Reputation: 11
I'm a beginner using R and quanteda and I can't solve the following issue, even after having read similar threads.
I have a dataset imported from Stata where the column "text" contains tweets from different groups of people identified by the variable "group". I want to count occurences of words identified by my dictionary at group level in the following way:
Here is a reproducible example:
dput(tweets[1:4, ])
structure(list(tweet_id = c("174457180812_10156824364270813",
"174457180812_10156824136360813", "174457180812_10156823535820813",
"174457180812_10156823868565813"), tweet_message = c("Climate change is a big issue",
"We should care about the environment", "Let's rethink environmental policies",
"#Davos WEF"
), date = c("2019-03-25T23:03:56+0000", "2019-03-25T21:10:36+0000",
"2019-03-25T21:00:03+0000", "2019-03-25T20:00:03+0000"), group = c("1",
"2", "3", "4")), row.names = c(NA, -4L), class = c("tbl_df",
"tbl", "data.frame"))
First I create my dictionary:
climatechange_dict <- dictionary(list(
climate = c(
"environment*",
"climate change")))
Then I specify the corpus
climate_corpus <- corpus(tweets$tweet_message)
I create a dfm for each group:
group1_dfm <- dfm(corpus_subset(climate_corpus, tweets$group == "1"))
And then I try to calculate the frequence of the words in the dictionary for each group:
group1_climate <- dfm_lookup(group1_dfm, dictionary = climatechange_dict)
group1 <- subset(tweets, tweets$group == "1")
group1$climatescore <- as.numeric(group1_climate[,1])
group1$climate <- "normal"
group1$climate[group1$climatescore > 0] <- "climate"
table(group1$climate)
My problem is that in this way multiword dictionary entries such as "climate change" are not counted. I have read online I need to apply tokens_lookup() to the tokens and then construct the dfm, but I don't know how to do that in this case. I would be really grateful if you could help me on this. Many thanks!
Upvotes: 0
Views: 269
Reputation: 14902
It's hard to make sure that this will work since you don't supply a reproducible example, but try this:
climate_corpus <- corpus(tweets, text_field = "tweet_message")
climatechange_dict <-
dictionary(list(climate = c("environment*", "climate change")))

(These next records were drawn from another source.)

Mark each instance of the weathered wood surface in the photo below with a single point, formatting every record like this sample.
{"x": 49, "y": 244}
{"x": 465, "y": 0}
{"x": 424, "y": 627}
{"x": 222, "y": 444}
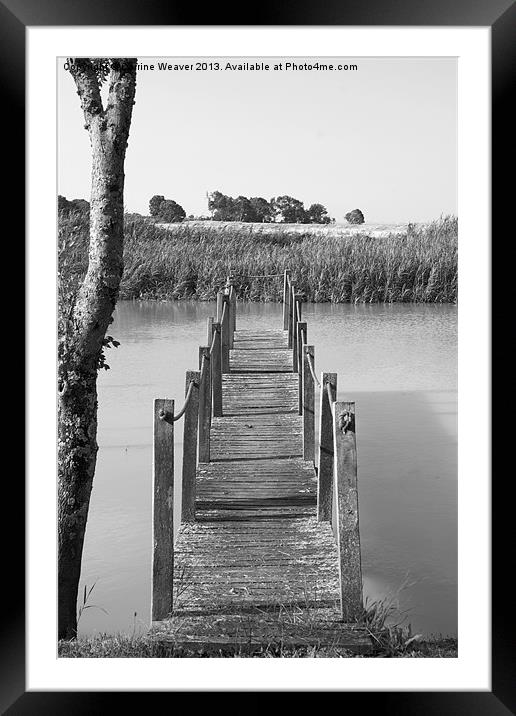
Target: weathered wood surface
{"x": 163, "y": 509}
{"x": 257, "y": 568}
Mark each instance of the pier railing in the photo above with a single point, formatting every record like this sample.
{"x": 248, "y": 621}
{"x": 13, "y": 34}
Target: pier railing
{"x": 333, "y": 454}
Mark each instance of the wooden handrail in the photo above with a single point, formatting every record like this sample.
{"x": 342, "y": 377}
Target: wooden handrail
{"x": 190, "y": 431}
{"x": 346, "y": 502}
{"x": 216, "y": 371}
{"x": 204, "y": 404}
{"x": 286, "y": 294}
{"x": 163, "y": 509}
{"x": 325, "y": 448}
{"x": 308, "y": 403}
{"x": 225, "y": 330}
{"x": 185, "y": 404}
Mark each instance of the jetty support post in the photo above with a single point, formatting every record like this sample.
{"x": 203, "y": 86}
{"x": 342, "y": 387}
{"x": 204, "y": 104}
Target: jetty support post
{"x": 225, "y": 333}
{"x": 346, "y": 501}
{"x": 291, "y": 315}
{"x": 209, "y": 333}
{"x": 163, "y": 510}
{"x": 232, "y": 298}
{"x": 216, "y": 371}
{"x": 220, "y": 302}
{"x": 190, "y": 429}
{"x": 296, "y": 348}
{"x": 301, "y": 342}
{"x": 308, "y": 404}
{"x": 286, "y": 299}
{"x": 204, "y": 403}
{"x": 325, "y": 452}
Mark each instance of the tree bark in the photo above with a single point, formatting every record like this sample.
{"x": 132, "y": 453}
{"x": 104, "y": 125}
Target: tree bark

groupeddfm <- tokens(climate_corpus) %>%
tokens_lookup(dictionary = climatechange_dict) %>%
dfm(groups = "group")
This does the following:
creates a corpus from your tweets
data.frame and adds the other variables as docvars. (If you know which is a unique document identifier, you could specify that column too using docid_field = "<yourdocidentifier>"
.)
Does the dictionary "lookup" operation on the tokens, which means you will pick up the phrases like "climate change". This is not happening with dfm_lookup()
because dfm()
converts the tokens into "features" which have no record of order any more, and so cannot recover phrases.
Consolidates the documents into groups according to the group
column of tweets
. This obviates the need for any manual grouping using subsets. (I think this is what you wanted, right?)
The resulting dfm will be ngroups x 1, where 1 is the single key for your dictionary. You can easily coerce this to a data.frame or other format using convert()
.
Upvotes: 1